Les causes juridiques peuvent aussi être évoquées comme cause des violences sur les femmes. En effet malgré la pléiade d’accords internationaux signés par le Cameroun et même intégrés à la constitution, le pays ne dispose toujours pas d’un texte légal spécialement dédié à la protection de la femme. Le code de la femme et de la famille promu et proposé par les organisations de femmes en lien avec certains ministères n’est plus aujourd’hui qu’un pâle souvenir. Il croupit dans les tiroirs d’un ministère au mépris du contexte de plus en plus inquiétant. La loi camerounaise ne criminalise explicitement pas la violence domestique et le viol conjugal[6] envers les femmes ; de ce fait certains hommes ont pris conscience du peu de risque encouru lorsqu’ils exercent la violence sur les femmes. Dans certaines régions notamment dans le Grand Nord Cameroun, l’homme a quasiment le droit de vie ou de mort sur sa femme et ne risque quasiment rien. Dans cette partie de notre pays, même le soutien de la famille est un luxe. Comme l’explique Djaïli Amadou Amal dans son livre Les impatientes (éditions Emmanuelle Colas, 2020), il est plutôt déshonorant pour la famille de la femme que leur fille quitte son mari à cause d’une ou de plusieurs bastonnades. Les autorités dans cette zone pour ne pas créer d’incident dans les communautés ferment souvent les yeux quand des cas de violences leur parviennent. Là-bas, le silence règne et porter plainte contre son mari est un sacrilège. Les institutions traditionnelles et religieuses restent privilégiées pour la résolution des conflits alors même qu’elles sont le terreau où se perpétuent ces traditions défavorables à la femme. Dans les autres régions, les hommes risquent également peu lorsqu’ils sont traduits devant les autorités pour des cas de violences conjugales ou sur une autre femme.
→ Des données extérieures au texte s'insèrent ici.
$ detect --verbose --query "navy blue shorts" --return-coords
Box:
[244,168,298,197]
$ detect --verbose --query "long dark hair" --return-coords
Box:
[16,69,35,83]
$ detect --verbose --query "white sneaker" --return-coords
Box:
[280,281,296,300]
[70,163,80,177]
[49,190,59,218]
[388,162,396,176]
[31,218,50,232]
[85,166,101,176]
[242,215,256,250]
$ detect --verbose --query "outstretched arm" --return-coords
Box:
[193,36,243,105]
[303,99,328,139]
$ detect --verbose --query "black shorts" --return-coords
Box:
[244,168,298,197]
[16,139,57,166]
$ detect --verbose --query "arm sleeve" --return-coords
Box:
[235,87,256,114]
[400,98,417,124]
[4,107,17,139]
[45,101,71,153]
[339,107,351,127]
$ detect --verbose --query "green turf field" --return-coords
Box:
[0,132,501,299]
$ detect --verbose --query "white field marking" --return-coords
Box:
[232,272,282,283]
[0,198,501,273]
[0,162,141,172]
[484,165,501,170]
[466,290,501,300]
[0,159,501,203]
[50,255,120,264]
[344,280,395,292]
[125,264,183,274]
En plus de ces trois principales causes, nous pouvons aussi lister quelques facteurs favorisants. En premier lieu la consommation de la drogue et de l’alcool. Le deuxième facteur à relever est la promiscuité. Le contexte économique et social est difficile pour la grande majorité des Camerounais. D’après le PNUD, le revenu national brut par habitant est de 3,581 dollars en 2019. Alors que 39% de la population nationale vit sous le seuil de pauvreté, ce taux s’élève à 51,5% pour les femmes. 79,2% d’entre elles sont en situation de sous-emploi[7]. Seulement 3% des femmes sont propriétaires d’une maison. Le troisième et dernier facteur est la tolérance de la violence comme méthode de résolution des conflits. Les femmes très souvent pour préserver leur foyer, protéger leurs enfants, ne pas affronter les récriminations de la famille ou tout simplement pour ne pas affronter le regard hideux de la société tolèrent en silence les violences subies. Malheureusement dans ces cas le pire finit souvent par se produire.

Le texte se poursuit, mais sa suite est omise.